In an article by ACA International, Lippman is quoted as saying, “While no one disputes that consumers should pay their debts or that businesses have every right to resort to the courts to collect what is legally owed to them, the Judiciary has an obligation to prevent inequitable debt collection practices in the courts and ensure a fair legal process for all litigants.”
On the other hand, there are concerns that the proposed changes will limit creditors’ abilities to use the court system in order to collect the rightfully-owed debts. In a statement to the American Banker by Vice President of Public Affairs, Mark Schiffman states that “ACA International’s members have always followed court rules and will continue that practice.”
After the reforms were announced, the New York Attorney General, Eric T. Shneiderman, issued a statement in regards to dealing with two major debt collectors: Portfolio Recovery Associates, LLC, and Sherman Financial Group, LLC. According to the statement, the settlements with both Portfolio Recovery Associates and Sherman Financial Group were for repeatedly bringing improper actions against certain New York consumers.

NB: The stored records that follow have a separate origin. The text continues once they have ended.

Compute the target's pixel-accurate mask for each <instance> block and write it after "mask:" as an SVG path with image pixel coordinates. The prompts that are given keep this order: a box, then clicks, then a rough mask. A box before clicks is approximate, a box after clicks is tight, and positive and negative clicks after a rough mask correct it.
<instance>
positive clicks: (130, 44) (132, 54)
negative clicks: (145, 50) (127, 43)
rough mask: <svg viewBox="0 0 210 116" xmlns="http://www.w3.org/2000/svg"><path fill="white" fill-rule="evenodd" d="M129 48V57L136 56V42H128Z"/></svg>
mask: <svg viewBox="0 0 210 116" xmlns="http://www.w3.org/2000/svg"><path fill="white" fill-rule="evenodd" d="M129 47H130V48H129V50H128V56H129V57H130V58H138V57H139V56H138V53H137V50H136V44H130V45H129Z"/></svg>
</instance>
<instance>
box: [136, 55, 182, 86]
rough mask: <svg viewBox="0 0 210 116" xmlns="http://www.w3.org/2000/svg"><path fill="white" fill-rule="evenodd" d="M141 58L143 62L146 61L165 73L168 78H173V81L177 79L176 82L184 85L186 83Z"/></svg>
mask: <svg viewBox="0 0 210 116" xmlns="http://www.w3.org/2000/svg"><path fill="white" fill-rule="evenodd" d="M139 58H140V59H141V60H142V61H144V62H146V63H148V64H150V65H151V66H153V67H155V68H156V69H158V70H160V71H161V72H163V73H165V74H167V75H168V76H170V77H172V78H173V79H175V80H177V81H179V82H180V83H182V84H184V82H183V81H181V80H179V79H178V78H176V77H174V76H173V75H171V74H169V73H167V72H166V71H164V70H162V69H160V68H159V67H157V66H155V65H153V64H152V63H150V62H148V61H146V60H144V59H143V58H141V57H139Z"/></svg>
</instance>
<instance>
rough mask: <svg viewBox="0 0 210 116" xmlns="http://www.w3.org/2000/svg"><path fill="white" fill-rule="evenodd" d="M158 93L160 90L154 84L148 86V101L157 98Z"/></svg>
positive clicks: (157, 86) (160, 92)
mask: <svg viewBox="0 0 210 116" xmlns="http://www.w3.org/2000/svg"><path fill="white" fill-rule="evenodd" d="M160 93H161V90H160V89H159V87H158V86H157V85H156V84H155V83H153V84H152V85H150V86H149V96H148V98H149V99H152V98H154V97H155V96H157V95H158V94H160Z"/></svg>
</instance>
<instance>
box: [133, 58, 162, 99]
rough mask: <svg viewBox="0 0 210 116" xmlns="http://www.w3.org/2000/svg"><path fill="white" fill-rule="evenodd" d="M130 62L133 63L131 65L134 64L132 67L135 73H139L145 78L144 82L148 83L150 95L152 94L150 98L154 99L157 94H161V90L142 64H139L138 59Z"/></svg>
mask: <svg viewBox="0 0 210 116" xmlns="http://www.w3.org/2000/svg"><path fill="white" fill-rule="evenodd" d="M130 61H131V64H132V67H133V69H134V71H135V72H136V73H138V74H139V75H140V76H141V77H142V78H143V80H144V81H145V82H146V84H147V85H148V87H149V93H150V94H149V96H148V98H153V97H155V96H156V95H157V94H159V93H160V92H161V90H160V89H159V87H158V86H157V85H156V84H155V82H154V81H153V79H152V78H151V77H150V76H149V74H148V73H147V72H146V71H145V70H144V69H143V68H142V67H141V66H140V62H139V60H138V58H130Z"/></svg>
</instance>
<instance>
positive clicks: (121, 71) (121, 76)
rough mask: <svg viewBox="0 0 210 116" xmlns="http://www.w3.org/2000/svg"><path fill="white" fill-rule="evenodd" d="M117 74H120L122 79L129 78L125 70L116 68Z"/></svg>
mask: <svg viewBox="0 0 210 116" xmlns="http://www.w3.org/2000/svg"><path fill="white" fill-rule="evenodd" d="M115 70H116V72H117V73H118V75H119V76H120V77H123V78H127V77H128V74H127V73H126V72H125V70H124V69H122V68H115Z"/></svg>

According to ACA International, “The settlements require Portfolio Recovery Associates and Sherman Financial Group to vacate the improper judgments with the court and cease any further collection activities on the judgments, make key enhancements to their debt collection practices, and pay civil penalties and costs to the state in the amounts of $300,000 and $175,000, respectively.”
Lippman stated in an article that he admires a number of states for the consumer credit lawsuit best practices that they use; Maryland, Connecticut, and North Carolina, to name a few. As the reforms are applied to cases related to the credit and collection industry, the hope is that the changes will overflow and apply to all types of litigation.